Insensitive to everyone and everything but his work, this egocentric control freak bullies friends and co-workers and estranges lovers and family members.

“When will you let in the truth?” sings Jobs’ forgiving wife, Laurene Powell Jobs, (the mesmerizing mezzo-soprano Sasha Cooke), pleading with her husband to reconnect with his flawed humanity and save their marriage.

Which brings us to the central problem.

The opera’s 20 scenes, some quite brief, jump around so much in time and place that it’s hard to trace a coherent dramatic arc that would make Jobs’ spiritual “rebirth” believable. Baritone Edward Parks, dressed in Jobs’ trademark black turtleneck, Levis and sneakers, is onstage the entire time and does what he can to make us sympathize with a basically unsympathetic character. But the charisma isn’t there, and, without that, the operatic Jobs is only a shadow of his real-life alter ego.

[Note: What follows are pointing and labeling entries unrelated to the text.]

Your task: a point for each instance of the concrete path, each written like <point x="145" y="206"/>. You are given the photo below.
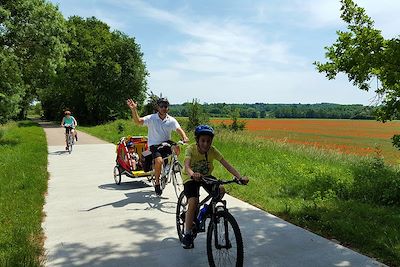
<point x="91" y="221"/>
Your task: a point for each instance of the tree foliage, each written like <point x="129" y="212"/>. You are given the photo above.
<point x="32" y="34"/>
<point x="362" y="53"/>
<point x="10" y="86"/>
<point x="103" y="69"/>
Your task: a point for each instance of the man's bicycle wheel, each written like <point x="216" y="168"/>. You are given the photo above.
<point x="224" y="241"/>
<point x="181" y="208"/>
<point x="70" y="143"/>
<point x="176" y="176"/>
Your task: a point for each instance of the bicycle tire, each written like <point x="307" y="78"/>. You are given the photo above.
<point x="117" y="175"/>
<point x="181" y="208"/>
<point x="224" y="219"/>
<point x="176" y="176"/>
<point x="70" y="143"/>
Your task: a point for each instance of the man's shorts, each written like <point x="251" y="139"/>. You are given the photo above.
<point x="192" y="188"/>
<point x="163" y="152"/>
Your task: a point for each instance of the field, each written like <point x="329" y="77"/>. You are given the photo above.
<point x="354" y="200"/>
<point x="361" y="137"/>
<point x="23" y="183"/>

Bates’ music is some of his most inventive and alluring to date, smoothly interfacing with the pixelated dramaturgy as seamlessly paced by director Newbury.

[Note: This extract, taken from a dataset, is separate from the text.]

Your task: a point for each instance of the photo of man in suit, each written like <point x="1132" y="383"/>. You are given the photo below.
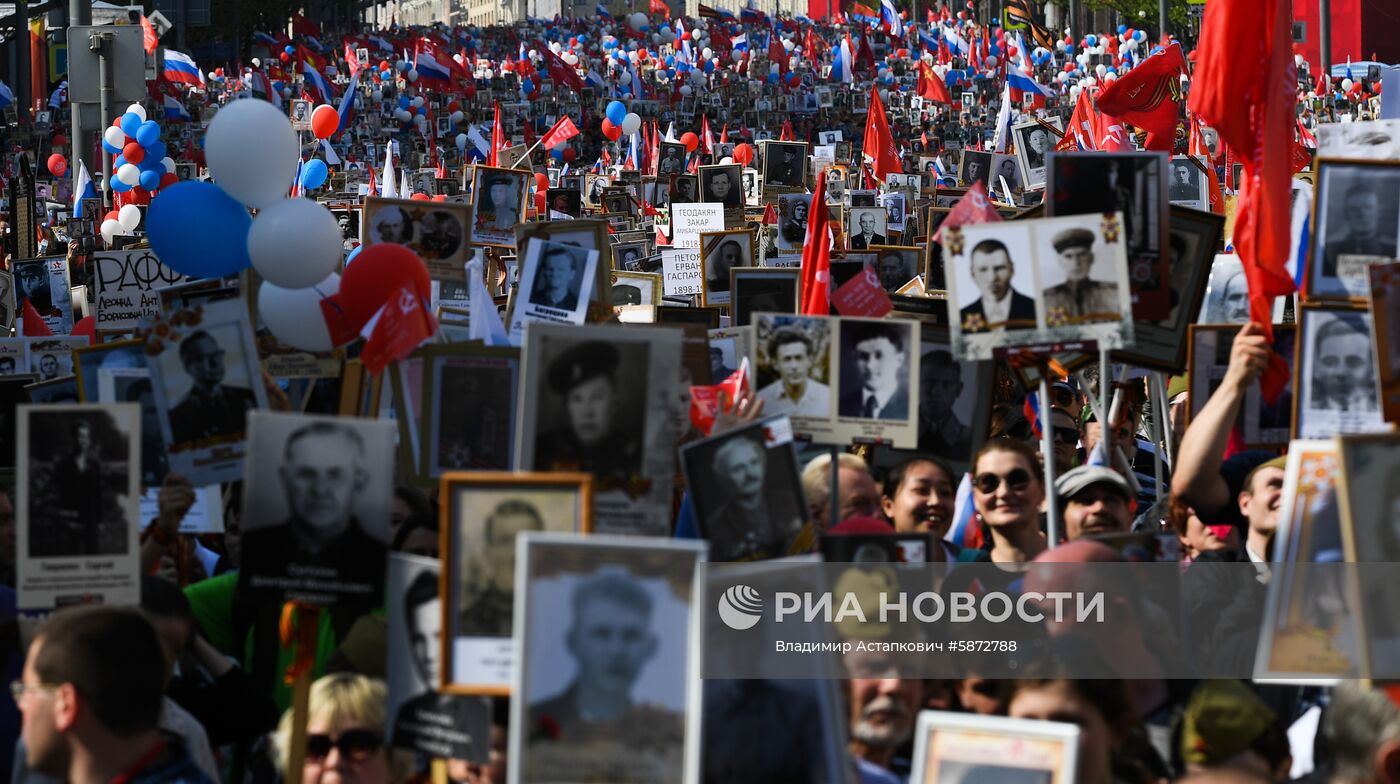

The score’s pounding, popping, buzzing orchestral groove, overlaid with electronica at key moments, effectively represents the restless mind of Jobs, forever operating at warp speed.

Bates’ hard-driving rhythmic pulsations are set off by calmer, atmospheric stretches of music tailored to the central characters — twangy acoustic guitar riffs for Jobs, prayer bowls and gongs for Kobun, his Buddhist spiritual adviser, performed with quiet dignity and self-deprecating humor by bass Wei Mu.

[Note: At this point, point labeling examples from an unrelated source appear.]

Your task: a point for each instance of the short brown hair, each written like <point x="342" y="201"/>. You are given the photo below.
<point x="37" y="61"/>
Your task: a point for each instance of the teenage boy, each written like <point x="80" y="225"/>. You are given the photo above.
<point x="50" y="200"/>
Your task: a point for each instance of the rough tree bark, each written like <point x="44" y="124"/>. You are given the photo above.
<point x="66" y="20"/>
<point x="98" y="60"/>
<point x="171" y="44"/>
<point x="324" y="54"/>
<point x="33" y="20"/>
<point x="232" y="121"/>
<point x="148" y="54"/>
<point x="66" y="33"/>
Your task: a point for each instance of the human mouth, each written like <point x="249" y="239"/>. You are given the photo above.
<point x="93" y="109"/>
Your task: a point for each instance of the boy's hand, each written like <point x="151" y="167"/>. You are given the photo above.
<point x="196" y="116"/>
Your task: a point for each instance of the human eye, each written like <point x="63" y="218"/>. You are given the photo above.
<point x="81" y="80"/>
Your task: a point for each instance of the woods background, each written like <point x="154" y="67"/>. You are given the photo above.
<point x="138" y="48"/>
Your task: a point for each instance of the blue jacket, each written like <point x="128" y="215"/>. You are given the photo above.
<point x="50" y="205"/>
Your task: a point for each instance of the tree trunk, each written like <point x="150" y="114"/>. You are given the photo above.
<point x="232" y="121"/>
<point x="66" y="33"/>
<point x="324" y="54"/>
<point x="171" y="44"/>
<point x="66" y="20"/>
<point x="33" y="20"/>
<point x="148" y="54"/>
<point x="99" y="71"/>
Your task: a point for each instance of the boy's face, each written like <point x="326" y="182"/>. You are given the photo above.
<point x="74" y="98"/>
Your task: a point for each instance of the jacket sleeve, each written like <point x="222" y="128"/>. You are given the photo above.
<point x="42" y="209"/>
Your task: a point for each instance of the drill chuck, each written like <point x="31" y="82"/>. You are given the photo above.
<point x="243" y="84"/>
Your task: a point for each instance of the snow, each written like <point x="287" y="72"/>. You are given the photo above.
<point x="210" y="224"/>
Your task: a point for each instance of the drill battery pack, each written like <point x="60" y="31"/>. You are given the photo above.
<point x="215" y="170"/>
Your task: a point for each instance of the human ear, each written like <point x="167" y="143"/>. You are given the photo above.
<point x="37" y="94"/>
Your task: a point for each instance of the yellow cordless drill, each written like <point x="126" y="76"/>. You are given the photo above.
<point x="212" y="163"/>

The vocal writing — discreetly amplified — that sits atop this kaleidoscopic orchestral carpet is one-size-fits-all lyricism, singable but unmemorable.

Tenor Garrett Sorenson as Jobs’ corporate co-founder Steve “Woz” Wozniak pours out his rage over his former pal’s turning into “one of the people we hated” — another heartless corporate Goliath. Soprano Jessica E. Jones scales the coloratura heights in her sympathetic portrayal of Chrisann Brennan, the pregnant girlfriend whom Jobs cruelly abandons.

Conductor Michael Christie draws precise playing and firm rhythmic drive from the orchestra, modulating the intensity for the moodier confrontations. The sleek, high-tech production designs of Victoria “Vita” Tzykun (sets), Paul Carey (costumes) and Japhy Weideman (lighting), with projections by 59 Productions, deploy an ever-shifting array of modular screens (think giant, moving iPhones).

“The (R)evolution of Steve Jobs” is a co-commission with the Seattle and San Francisco operas, co-produced with those companies and the Indiana University Jacobs School of Music. Those listeners who are unable to catch the work in Santa Fe or elsewhere should note that Pentatone plans to release a CD based on the live performances.